An alternative design would be to use a wider table for the time-series. E.g. a row could hold timestamp, foreign key to meta-data, and an array of values (all the values reported by a device in one message). Assuming an average of 10 values per row pg_column_size tells me that I would end up with 97 bytes per row. That sums to 5GB per year.

The 4x size reduction over option 1 is certainly attractive. The downside is that the SQL becomes more complex because the meta-data has to specify which array element to extract the value from.

Location vs physical device

One of the design decisions I struggle with is the replacement of devices and repurposing of devices. Due to the rather experimental nature of my deployments it happens frequently that devices get replaced by newer ones and that devices get repurposed in different locations. This means that if I’m querying a specific metric (say “temperature in the attic”) this may map to values reported by different HW devices over time. In the wide-table option it may even map to different columns in the values array over time.

One solution to the location/device mapping is to deal with it on ingress, e.g., when data come in it gets tagged with the “logical attributes” based on information about where a specific HW device is deployed. The downside is that this assumes an orderly workflow where the mapping is updated at the right time before/after device replacement or relocation.

The alternative is to record the data tagged using the device hardware ID and to have a separate table that keeps the device<->location mapping by time-period. This way the mapping can be fixed-up after changes have been made. However, querying the data becomes more complicated because of the join involved.

Thoughts? I’m sure others have gone down this or a very similar path, but I haven’t found a whole lot of write-ups or experiences…

I was in charge of development of a rotating machine condition monitoring system for industrial application. Data was collected by fixed, multi channel devices as well as mobile 1,2 or 4 channel devices. A typical database might have 1000 to 5000 measurement locations. At each location we would take a waveform of at least 1024 samples but in many cases 2 or 4 times longer than that. Sample frequencies were often in the range of 5-10khz.

Each measurement was described by:

  • dts (always gmt, no daylight saving correction)
  • Location id
  • Device id
  • Operator id (for mobile measurements)
  • Measurement angle (vertical, horizontal)
  • Environment temp (when available)
  • Machine id

There were some more esoteric descriptors but the above are the most important ones.
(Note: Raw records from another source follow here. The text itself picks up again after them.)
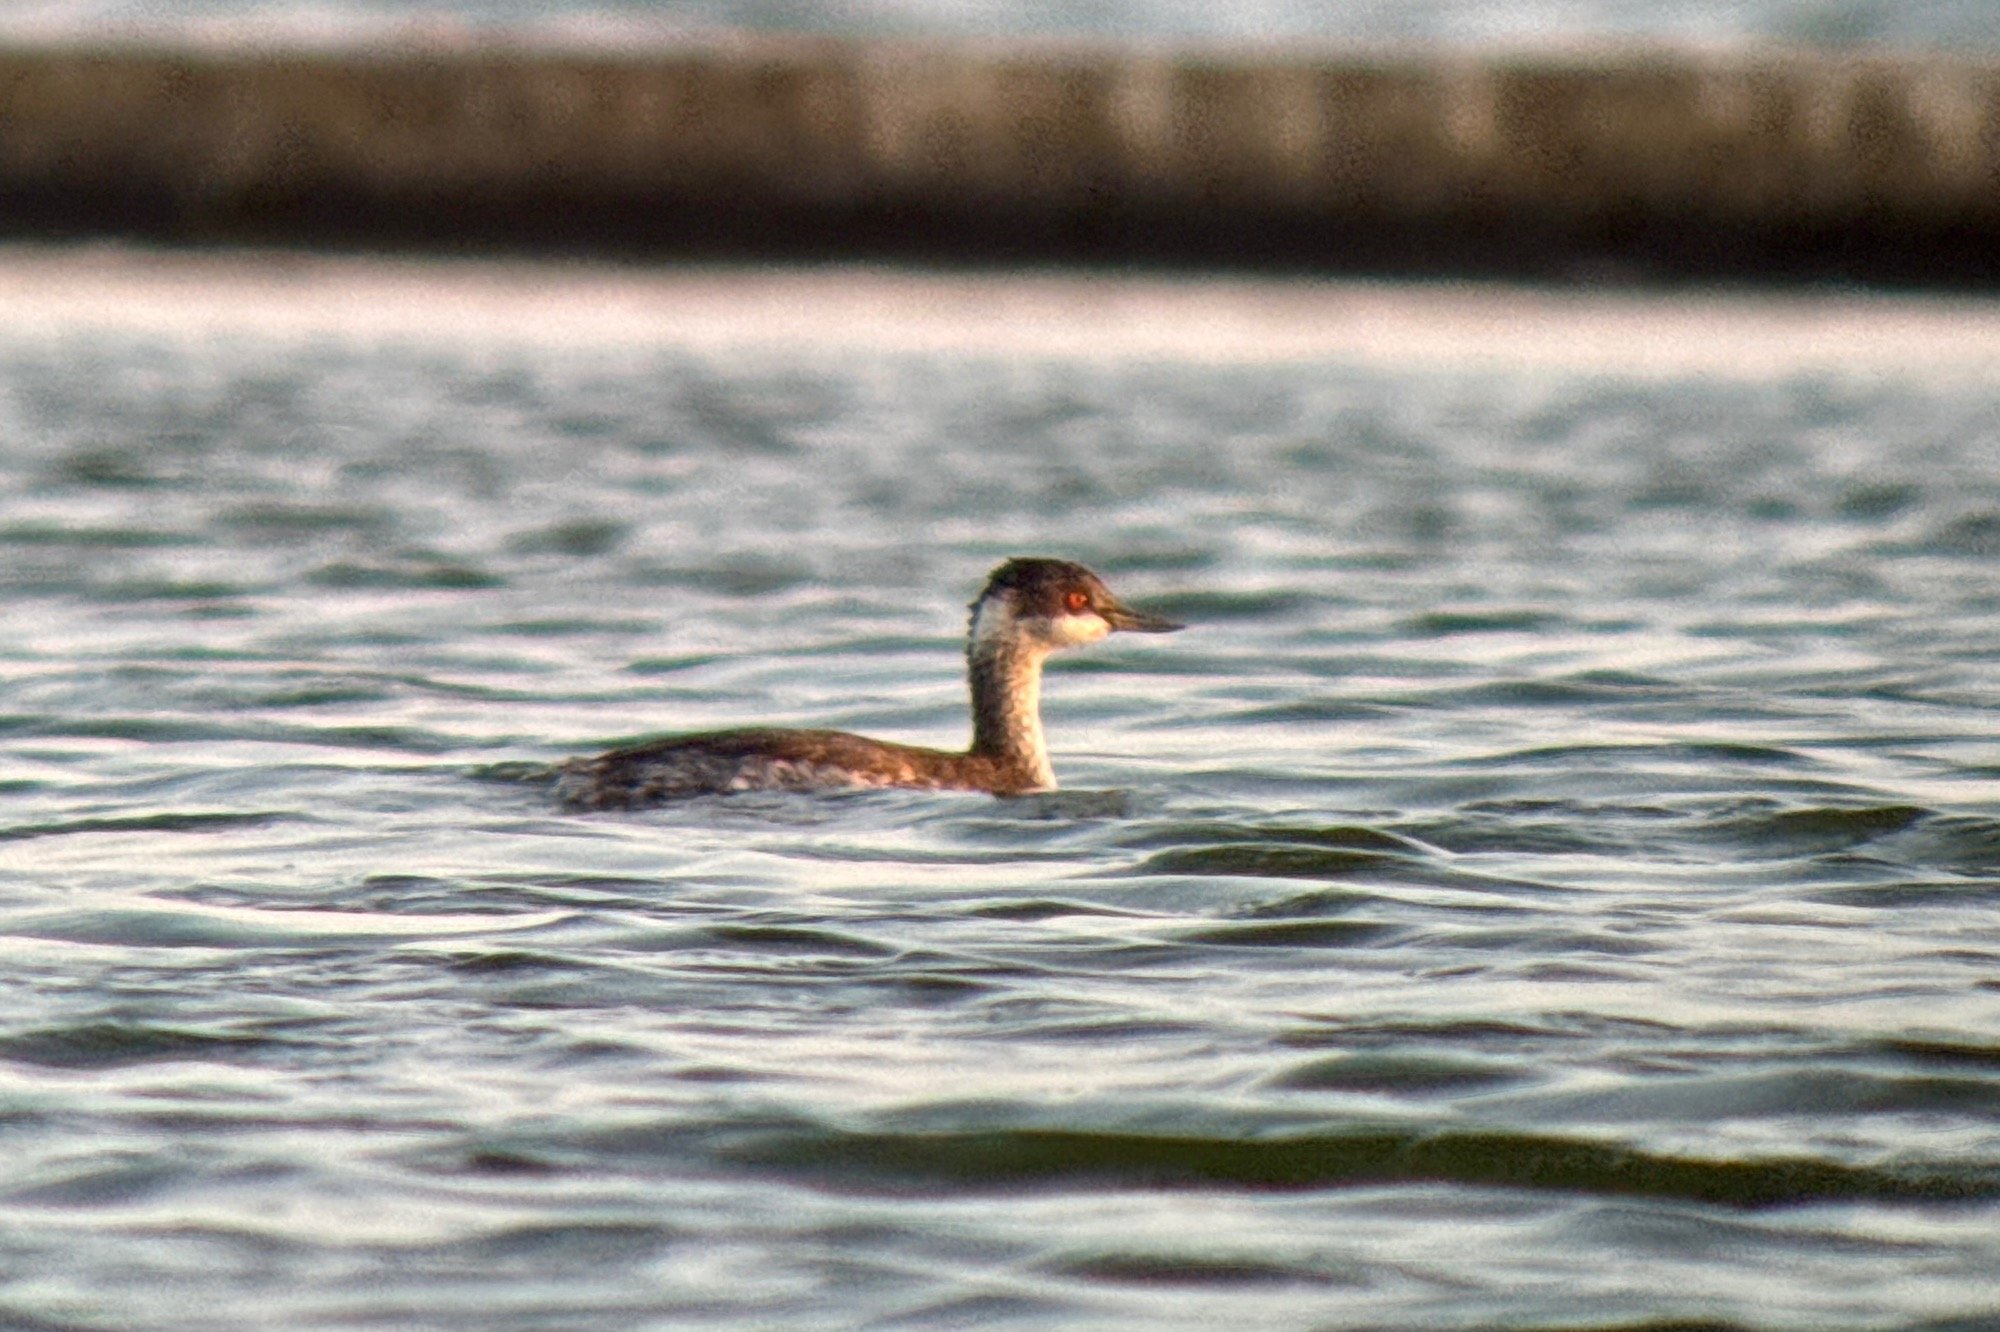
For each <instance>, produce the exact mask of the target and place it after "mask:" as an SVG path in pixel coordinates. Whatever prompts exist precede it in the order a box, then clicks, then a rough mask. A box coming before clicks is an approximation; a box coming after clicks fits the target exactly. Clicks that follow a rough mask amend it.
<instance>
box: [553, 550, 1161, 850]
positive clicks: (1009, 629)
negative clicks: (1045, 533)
mask: <svg viewBox="0 0 2000 1332" xmlns="http://www.w3.org/2000/svg"><path fill="white" fill-rule="evenodd" d="M1176 628H1180V626H1178V624H1172V622H1168V620H1162V618H1158V616H1150V614H1142V612H1136V610H1130V608H1128V606H1124V604H1120V602H1118V598H1114V596H1112V594H1110V590H1108V588H1106V586H1104V580H1102V578H1098V576H1096V574H1092V572H1090V570H1088V568H1084V566H1082V564H1070V562H1066V560H1040V558H1036V560H1008V562H1006V564H1002V566H1000V568H996V570H994V572H992V576H990V578H988V580H986V588H984V590H982V592H980V596H978V600H974V602H972V624H970V628H968V636H966V666H968V676H970V684H972V746H970V748H968V750H964V752H950V750H930V748H922V746H914V744H894V742H886V740H870V738H866V736H854V734H848V732H842V730H790V728H762V726H760V728H740V730H712V732H702V734H694V736H666V738H662V740H648V742H642V744H634V746H628V748H620V750H610V752H608V754H598V756H594V758H580V760H572V762H568V764H564V766H562V770H560V778H558V784H556V790H558V796H560V798H562V800H564V804H568V806H572V808H588V810H608V808H634V806H646V804H660V802H664V800H676V798H684V796H702V794H722V792H740V790H844V788H870V786H900V788H914V790H980V792H990V794H996V796H1016V794H1026V792H1036V790H1054V786H1056V774H1054V768H1052V766H1050V762H1048V746H1046V740H1044V736H1042V662H1044V660H1046V658H1048V654H1050V652H1058V650H1062V648H1076V646H1084V644H1090V642H1098V640H1102V638H1106V636H1108V634H1112V632H1114V630H1130V632H1142V634H1162V632H1170V630H1176Z"/></svg>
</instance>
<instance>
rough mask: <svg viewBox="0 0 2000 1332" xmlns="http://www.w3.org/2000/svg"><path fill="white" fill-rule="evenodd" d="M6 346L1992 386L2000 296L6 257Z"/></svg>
mask: <svg viewBox="0 0 2000 1332" xmlns="http://www.w3.org/2000/svg"><path fill="white" fill-rule="evenodd" d="M0 320H4V322H6V326H8V328H10V330H12V332H14V336H28V338H34V340H46V342H56V340H62V338H68V336H90V334H130V332H140V334H146V336H168V338H176V336H184V338H238V336H242V338H286V340H290V338H300V340H328V338H332V340H358V342H404V340H408V342H422V340H428V338H448V340H452V342H454V344H460V346H464V344H474V346H538V348H546V346H568V348H584V350H596V352H606V354H616V352H620V350H630V348H684V350H692V352H700V354H756V352H780V354H808V356H812V354H846V352H852V350H866V352H888V354H952V356H990V358H1064V360H1100V362H1102V360H1128V362H1142V360H1160V362H1196V364H1282V362H1328V364H1380V366H1398V368H1438V370H1480V368H1510V370H1548V372H1566V374H1612V376H1618V378H1648V376H1712V378H1730V380H1760V378H1776V376H1790V374H1836V376H1872V378H1880V376H1896V378H1912V380H1922V382H1958V380H1972V382H1984V380H1988V378H1990V374H1992V366H1994V364H2000V302H1994V300H1986V298H1970V296H1894V294H1858V292H1850V294H1796V292H1794V294H1782V292H1776V294H1774V292H1744V290H1736V292H1730V290H1704V292H1672V294H1654V292H1634V290H1620V288H1606V290H1580V288H1568V290H1562V288H1546V286H1522V284H1506V282H1374V280H1332V278H1308V280H1300V278H1268V276H1266V278H1260V276H1208V278H1194V276H1160V274H1154V276H1142V274H1114V272H1102V270H1066V272H1054V270H1042V272H998V270H996V272H940V270H920V268H884V266H860V264H824V266H726V264H694V266H634V264H588V262H554V260H448V258H420V256H376V258H366V256H306V254H292V252H256V250H134V248H112V246H20V244H16V246H0Z"/></svg>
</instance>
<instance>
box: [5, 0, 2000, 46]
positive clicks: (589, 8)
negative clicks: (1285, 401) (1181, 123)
mask: <svg viewBox="0 0 2000 1332" xmlns="http://www.w3.org/2000/svg"><path fill="white" fill-rule="evenodd" d="M648 26H652V28H654V32H652V34H650V36H658V28H662V26H668V28H670V30H674V28H678V30H684V28H690V26H692V28H716V26H722V28H754V30H780V32H784V30H810V32H846V34H884V32H886V34H956V36H970V34H978V36H994V34H1010V36H1052V34H1064V36H1068V34H1084V36H1108V38H1134V36H1142V38H1196V40H1216V38H1222V40H1244V38H1248V40H1266V42H1270V40H1294V42H1296V40H1304V42H1356V40H1358V42H1448V44H1484V42H1504V44H1520V42H1532V44H1546V42H1602V40H1654V42H1658V40H1666V42H1786V44H1808V46H1854V44H1888V46H1930V48H1950V50H1962V48H1968V46H1970V48H1976V50H1992V48H1994V46H2000V4H1996V0H1758V2H1756V4H1740V2H1738V0H1342V2H1340V4H1314V2H1310V0H1226V2H1220V4H1218V2H1216V0H842V4H838V6H834V4H812V2H802V0H180V4H174V6H162V4H158V0H12V2H10V6H8V10H6V12H4V14H0V32H14V34H30V36H48V34H64V36H74V34H78V32H84V34H100V36H102V34H126V32H150V34H158V32H162V30H168V32H170V30H180V32H182V34H186V32H228V34H242V32H252V34H268V32H280V34H284V36H290V38H308V40H310V38H316V36H354V34H372V32H384V30H390V32H394V30H408V28H416V30H418V32H420V34H424V36H428V38H432V40H434V38H438V36H470V34H482V32H492V30H496V28H508V30H522V28H526V30H530V32H538V34H552V36H558V38H576V36H584V38H594V40H620V38H628V36H638V38H640V40H644V38H646V36H648V34H646V28H648Z"/></svg>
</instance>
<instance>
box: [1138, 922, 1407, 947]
mask: <svg viewBox="0 0 2000 1332" xmlns="http://www.w3.org/2000/svg"><path fill="white" fill-rule="evenodd" d="M1404 934H1408V930H1404V928H1402V926H1390V924H1380V922H1374V920H1326V918H1318V920H1310V918H1308V920H1248V922H1230V924H1216V926H1202V928H1198V930H1180V932H1176V934H1174V938H1176V940H1180V942H1182V944H1214V946H1222V948H1356V946H1364V944H1380V942H1384V940H1388V938H1400V936H1404Z"/></svg>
The system’s mission was to find ongoing machine failures as early as possible. Sometimes this is a needle in haystack business. Often times we were tracking the wrong thing; trends sometimes followed the monitoring device, sometimes the location, some times the operator (!). I myself was baffled for a while when monitoring a gas turbine which displayed a most curious signal in one of its bearings only for a portion of the day - only to find out that it was tracking the sun (it got hot on one side)

So my recommendation is to not be cheap and cheerful on your db design but include everything that might help you understand your data later on. Seperate your diagnostic needs from your db design needs. If you know what you need to do your diagnostics, then put your db design together. There are many ways to organize your data and optimize it for storage, speed or both.